The Friday prior to the chains being put up, another group of students practiced their freedom of speech by participating in the Day of Silence sponsored by the Gender and Sexuality Alliance Network (GASAN). Students who participated in the Day of Silence wore a slip of paper that explained their choice to be silent in memory of those who have been silenced because of their sexuality.

Students were not allowed to use this freedom to disrupt the learning environment.
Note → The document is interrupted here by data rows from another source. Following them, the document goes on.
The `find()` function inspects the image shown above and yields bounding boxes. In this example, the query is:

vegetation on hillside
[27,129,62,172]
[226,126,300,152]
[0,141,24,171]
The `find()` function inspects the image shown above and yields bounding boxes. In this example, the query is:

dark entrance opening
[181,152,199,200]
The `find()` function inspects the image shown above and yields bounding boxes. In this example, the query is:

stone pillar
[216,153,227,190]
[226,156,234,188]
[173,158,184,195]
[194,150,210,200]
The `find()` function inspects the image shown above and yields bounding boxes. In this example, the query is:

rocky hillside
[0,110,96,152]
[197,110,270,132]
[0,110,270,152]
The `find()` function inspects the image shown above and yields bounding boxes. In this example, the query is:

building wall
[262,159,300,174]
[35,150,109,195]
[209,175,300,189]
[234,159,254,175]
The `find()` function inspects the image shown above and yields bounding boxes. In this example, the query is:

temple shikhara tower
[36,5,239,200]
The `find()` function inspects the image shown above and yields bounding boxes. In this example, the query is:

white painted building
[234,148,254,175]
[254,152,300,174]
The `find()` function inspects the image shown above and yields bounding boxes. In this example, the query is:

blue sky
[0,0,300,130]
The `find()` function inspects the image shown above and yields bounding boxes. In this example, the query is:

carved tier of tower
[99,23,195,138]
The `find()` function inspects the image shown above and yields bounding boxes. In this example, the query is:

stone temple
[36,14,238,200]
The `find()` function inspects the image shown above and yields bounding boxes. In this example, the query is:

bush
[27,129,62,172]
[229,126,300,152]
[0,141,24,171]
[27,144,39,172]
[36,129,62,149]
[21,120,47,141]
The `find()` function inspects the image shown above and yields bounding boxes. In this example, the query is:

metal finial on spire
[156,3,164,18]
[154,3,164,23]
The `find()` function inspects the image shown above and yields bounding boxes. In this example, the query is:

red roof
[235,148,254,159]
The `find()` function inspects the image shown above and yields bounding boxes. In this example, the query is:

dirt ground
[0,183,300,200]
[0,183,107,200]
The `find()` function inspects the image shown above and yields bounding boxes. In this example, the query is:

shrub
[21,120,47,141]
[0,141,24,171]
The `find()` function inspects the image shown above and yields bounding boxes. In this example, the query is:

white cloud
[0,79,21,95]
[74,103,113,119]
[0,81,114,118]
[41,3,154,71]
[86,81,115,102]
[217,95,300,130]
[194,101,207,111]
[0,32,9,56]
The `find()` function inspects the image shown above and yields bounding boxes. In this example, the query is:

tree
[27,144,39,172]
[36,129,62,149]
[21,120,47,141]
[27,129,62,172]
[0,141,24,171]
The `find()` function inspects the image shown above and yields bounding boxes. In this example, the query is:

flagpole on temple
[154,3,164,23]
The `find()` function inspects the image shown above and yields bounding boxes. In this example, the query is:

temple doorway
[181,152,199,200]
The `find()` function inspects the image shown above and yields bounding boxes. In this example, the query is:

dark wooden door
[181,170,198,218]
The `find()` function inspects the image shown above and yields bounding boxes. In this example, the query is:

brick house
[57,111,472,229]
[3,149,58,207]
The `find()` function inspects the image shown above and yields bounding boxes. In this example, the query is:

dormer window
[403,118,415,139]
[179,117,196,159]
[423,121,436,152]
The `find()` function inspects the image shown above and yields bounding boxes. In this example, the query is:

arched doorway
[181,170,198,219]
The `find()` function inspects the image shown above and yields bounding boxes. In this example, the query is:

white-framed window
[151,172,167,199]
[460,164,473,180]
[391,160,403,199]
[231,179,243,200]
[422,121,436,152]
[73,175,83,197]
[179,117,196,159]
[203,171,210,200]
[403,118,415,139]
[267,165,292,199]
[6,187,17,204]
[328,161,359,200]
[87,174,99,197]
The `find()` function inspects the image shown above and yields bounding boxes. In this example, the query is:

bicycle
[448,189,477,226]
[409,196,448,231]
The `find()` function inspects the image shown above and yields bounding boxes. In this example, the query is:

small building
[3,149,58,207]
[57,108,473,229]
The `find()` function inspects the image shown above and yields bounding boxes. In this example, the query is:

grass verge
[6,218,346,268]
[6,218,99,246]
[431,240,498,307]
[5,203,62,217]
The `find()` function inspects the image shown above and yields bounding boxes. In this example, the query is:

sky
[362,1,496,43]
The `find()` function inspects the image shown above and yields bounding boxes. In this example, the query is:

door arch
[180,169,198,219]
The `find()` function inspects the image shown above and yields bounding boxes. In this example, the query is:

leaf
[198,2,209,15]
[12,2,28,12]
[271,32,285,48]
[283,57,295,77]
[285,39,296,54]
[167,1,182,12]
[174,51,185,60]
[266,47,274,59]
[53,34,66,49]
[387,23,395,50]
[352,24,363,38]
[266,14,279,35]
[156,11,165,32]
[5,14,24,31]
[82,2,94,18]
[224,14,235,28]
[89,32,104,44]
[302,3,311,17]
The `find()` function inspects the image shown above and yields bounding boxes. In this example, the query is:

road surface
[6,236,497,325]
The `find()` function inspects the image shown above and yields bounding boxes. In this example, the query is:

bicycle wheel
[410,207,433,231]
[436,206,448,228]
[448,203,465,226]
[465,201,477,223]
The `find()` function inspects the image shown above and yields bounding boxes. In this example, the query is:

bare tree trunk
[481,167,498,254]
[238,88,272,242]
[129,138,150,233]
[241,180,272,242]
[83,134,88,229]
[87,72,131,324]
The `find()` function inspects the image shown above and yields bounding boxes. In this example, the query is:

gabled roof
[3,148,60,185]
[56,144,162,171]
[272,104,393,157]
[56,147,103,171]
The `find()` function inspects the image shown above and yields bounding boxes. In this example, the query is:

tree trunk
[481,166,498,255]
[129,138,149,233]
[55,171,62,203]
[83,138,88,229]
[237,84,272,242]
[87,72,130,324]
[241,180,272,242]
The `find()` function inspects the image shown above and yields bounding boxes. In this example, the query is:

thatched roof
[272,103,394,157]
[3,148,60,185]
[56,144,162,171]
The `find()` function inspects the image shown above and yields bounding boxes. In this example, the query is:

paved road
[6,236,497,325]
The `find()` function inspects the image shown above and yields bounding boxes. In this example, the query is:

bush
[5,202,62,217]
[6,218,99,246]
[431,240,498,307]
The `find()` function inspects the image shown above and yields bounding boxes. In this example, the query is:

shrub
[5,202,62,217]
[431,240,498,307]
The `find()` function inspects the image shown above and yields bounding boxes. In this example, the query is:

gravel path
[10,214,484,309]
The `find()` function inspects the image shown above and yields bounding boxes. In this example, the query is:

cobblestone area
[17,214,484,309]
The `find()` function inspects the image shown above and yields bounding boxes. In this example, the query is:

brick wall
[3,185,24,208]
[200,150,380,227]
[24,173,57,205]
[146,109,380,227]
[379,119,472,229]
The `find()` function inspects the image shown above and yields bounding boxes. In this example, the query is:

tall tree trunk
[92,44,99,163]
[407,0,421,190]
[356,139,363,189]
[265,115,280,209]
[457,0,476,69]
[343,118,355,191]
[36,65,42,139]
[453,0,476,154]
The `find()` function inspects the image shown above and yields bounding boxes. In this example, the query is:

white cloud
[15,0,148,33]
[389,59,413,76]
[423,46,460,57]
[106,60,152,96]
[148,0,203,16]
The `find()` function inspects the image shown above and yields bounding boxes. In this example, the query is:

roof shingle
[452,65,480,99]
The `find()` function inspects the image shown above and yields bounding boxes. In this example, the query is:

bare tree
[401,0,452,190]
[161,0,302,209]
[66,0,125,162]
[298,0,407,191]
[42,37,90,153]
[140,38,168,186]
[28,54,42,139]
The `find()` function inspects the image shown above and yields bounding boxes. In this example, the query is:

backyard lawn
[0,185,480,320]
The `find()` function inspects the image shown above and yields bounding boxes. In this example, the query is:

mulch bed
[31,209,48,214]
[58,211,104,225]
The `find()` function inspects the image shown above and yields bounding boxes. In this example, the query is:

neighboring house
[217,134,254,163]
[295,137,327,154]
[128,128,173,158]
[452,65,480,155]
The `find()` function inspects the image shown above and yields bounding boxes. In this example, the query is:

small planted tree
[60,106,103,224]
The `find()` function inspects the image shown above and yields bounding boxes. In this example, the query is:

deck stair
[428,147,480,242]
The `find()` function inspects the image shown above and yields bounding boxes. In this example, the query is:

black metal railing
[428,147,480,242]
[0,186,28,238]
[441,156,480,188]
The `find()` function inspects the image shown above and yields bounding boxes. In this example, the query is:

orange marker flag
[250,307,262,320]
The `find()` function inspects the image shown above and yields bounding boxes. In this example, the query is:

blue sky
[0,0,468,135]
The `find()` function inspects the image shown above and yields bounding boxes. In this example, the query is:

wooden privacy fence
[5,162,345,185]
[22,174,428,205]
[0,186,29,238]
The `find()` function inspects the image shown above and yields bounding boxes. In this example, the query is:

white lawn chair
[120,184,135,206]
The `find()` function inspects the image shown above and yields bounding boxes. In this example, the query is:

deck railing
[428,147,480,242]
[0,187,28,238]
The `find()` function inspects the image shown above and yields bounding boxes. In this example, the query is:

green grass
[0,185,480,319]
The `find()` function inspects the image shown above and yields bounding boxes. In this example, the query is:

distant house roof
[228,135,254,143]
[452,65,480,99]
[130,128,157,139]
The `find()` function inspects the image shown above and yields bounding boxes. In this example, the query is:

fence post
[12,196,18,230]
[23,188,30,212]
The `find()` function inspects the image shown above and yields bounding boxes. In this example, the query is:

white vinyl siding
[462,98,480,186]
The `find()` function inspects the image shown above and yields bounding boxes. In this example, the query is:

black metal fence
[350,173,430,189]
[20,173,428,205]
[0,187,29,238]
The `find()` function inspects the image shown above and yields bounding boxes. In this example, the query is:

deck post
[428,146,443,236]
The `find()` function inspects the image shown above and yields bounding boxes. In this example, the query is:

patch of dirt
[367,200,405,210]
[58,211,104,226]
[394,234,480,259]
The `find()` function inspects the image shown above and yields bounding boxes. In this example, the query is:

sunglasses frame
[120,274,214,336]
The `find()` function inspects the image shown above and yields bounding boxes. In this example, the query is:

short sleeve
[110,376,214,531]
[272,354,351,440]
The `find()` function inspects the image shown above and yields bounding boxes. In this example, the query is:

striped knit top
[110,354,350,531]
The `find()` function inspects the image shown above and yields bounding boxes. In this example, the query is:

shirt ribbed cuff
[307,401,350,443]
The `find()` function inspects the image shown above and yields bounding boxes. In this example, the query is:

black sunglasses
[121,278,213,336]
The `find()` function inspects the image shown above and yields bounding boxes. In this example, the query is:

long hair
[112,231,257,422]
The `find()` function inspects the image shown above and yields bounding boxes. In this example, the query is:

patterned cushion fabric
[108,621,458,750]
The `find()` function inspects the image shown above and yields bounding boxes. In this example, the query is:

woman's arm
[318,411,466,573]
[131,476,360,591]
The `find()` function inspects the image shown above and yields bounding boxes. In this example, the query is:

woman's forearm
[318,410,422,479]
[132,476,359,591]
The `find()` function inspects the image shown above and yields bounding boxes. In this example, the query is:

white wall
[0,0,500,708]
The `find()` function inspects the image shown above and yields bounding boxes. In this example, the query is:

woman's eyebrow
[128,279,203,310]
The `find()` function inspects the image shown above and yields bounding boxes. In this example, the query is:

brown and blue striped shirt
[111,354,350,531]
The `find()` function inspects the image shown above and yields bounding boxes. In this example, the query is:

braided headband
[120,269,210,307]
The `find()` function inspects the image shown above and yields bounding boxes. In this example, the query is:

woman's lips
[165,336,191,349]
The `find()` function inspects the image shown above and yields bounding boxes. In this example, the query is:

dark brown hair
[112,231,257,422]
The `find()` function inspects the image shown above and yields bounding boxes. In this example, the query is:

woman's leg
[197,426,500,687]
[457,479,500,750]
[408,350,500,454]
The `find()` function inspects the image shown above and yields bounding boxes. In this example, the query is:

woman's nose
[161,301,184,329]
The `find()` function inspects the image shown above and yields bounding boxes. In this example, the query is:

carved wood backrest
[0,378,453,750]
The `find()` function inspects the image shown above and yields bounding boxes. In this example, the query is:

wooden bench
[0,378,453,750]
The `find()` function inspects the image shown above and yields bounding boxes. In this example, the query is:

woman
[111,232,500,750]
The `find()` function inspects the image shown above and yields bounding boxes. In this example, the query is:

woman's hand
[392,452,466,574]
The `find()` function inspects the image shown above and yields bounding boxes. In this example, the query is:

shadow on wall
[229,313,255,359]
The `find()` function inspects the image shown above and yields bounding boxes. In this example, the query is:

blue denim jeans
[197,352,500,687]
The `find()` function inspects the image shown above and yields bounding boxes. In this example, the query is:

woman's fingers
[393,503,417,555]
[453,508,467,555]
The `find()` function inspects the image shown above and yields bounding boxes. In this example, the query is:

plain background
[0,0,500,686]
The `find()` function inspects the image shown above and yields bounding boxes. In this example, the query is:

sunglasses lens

If a class required discussion, a student was obligated to participate.

Senior Riley Doyle, a member of GASAN, participated in the Day of Silence.

“I feel like you should have the right to express yourself, especially on issues that you find really important,” Doyle said.

While Doyle does not personally agree with the statements made by the Pro-life Club, she appreciated the manner in which they made their display.

“I wouldn’t want my stuff taken down because that stuff is important to us, [and] I’m sure they wouldn’t want their stuff taken down, it’s just a matter of respect,” Doyle said.

Senior Emilie Mineo is a member of Pro-life Club and helped hang up the links with other members after school.

“It made me really upset because we put a lot of work just trying to bring awareness to the school, and people just disrespected us,” Mineo said.

Randall Smith, the sponsor of Pro-life Club, found it interesting to see the contrast between reactions to the Day of Silence and the display of the links.

“I do think on a day where there seemed to be a lot of tolerance, it was an interesting juxtaposition of intolerance,” Smith said. “Tolerance is supposed to be of opinions that are trendy and hip, or that the public opinion supports, but it’s also supposed to be of those divergent views within the bounds of law and done in the right way.”

Mineo believes that practicing tolerance is extremely important in today’s political climate.

“Especially in this time now, there’s a lot of fighting,” Mineo said. “It’s important to love each other and respect each other.”

The most important thing to Doyle is choosing what battles to fight.

“You have to decide when you’re gonna speak up, and I don’t think that that’s the right way to do it,” Doyle said.“Since there’s other ways you can seem better, by just using your words.”